His unique iconography are daring and captivating. They are bold and brash, strong and eye-catching. He is becoming one of Colombia’s most distinctive voices in the contemporary art scene. Borrowing from graffiti and street imagery, cartoons, mythology and religious symbolism, Parra’s drawings and paintings explore issues of being Colombian from a low socioeconomic background, providing social commentary and metaphors that are shrewdly observed and rebellious.
His idiosyncratic views of the world and raw honesty are reflected by symbols and imagery, which are complex and can be widely interpreted. Limitless skill and artistic vision go into Parra’s work. They represent an unprecedented expression or thought in time. He has mastered the ability to reduce a body to the clean lines of its component parts.
He marks his unique work with vibrant yet rebellious scribbles and brushstrokes that are not only emotionally, but psychologically evocative too. His use of words and expressions – with double and hidden meaning are often crossed out or misspelt to heighten their meaning. The fact that they are obscured makes you want to read them more. Furthermore, he is attesting to the mutability of language, the way it twists and turns according to the power status of the speaker.
Pictorial symbols with complex and hidden meanings, odd combinations or hobo signs interacting and further more a halo floating above his subjects head are reoccurring features to his graphomaniac style. The halo, a clear reference to Catholic iconography, which is deeply embedded within the Colombian community. It also may refer to the martyred status of the social and economic injustices within Colombian society.
Parra’s vibrant and rebellious scribbles and brushstrokes splashed against a light often stark white backdrop reflects his more positive and less racially charged view on the world that Basquit portrayed in his all consuming sombre dark canvases. Parra’s works’ raw innocence and tone of authenticity akin to the primitivism of Henri Matisse and Pablo Picasso or, perhaps, even that of the infant mind. Be that as it may, there is nothing juvenile about the communicative power and coded messages of his work.
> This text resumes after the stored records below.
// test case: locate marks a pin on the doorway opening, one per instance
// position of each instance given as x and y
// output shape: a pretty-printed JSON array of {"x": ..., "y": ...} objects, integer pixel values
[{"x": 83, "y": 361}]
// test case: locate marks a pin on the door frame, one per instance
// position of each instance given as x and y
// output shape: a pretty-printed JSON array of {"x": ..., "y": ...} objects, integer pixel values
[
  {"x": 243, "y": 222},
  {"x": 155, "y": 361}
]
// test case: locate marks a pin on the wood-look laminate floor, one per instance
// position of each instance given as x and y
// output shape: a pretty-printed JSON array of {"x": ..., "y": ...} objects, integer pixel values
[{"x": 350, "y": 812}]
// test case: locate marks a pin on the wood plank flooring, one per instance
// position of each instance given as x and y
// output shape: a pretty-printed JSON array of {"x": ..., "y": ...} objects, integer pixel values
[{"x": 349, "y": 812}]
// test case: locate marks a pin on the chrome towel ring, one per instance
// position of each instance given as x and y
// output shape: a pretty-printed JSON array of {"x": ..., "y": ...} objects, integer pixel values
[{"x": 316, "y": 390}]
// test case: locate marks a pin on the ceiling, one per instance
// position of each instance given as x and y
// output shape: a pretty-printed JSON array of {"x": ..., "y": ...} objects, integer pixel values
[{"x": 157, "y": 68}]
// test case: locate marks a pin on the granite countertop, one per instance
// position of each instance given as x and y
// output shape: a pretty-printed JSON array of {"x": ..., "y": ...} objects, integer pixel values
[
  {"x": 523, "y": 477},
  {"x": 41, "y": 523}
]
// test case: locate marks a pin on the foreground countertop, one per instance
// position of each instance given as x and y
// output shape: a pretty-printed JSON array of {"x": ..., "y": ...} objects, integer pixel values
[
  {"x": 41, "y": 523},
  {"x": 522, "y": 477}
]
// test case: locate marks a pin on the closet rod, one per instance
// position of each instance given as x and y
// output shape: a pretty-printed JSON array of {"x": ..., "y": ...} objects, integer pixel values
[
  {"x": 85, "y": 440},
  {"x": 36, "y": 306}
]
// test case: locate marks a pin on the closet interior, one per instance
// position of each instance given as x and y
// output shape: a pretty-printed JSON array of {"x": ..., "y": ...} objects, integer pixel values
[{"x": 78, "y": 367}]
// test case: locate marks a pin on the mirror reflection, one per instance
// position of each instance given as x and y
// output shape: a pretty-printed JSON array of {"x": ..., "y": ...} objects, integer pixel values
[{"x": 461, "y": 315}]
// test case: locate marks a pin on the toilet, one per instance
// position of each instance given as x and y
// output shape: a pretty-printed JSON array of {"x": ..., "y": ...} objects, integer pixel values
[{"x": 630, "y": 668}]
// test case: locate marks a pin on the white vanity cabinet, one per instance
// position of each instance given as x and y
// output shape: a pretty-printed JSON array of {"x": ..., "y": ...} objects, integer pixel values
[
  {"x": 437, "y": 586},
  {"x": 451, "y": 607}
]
His paintings provide a lens through which to view capitalism, urban beauty and decay, and the social and economic inequality and exploitation in Colombian society. His work often depicts mundane items and consumer products working together in juxtaposition to socio-economically charged effigies. Small clips of montage images often make up Parra’s work and they represent memories or visual brain data – often more than one figure is represented - used to express the other side of the coin.
Parra’s art is already reaching elevated heights in the Colombian art scene. He is becoming an iconic artist and a constant source of inspiration for his peers. He continues to captivate his audience with unique subject matter and emotionally charged references to a society seeking to find its balance between the dark undercurrents of Colombian society and the idyllic land where the beautiful term “Magic Realism” was coined.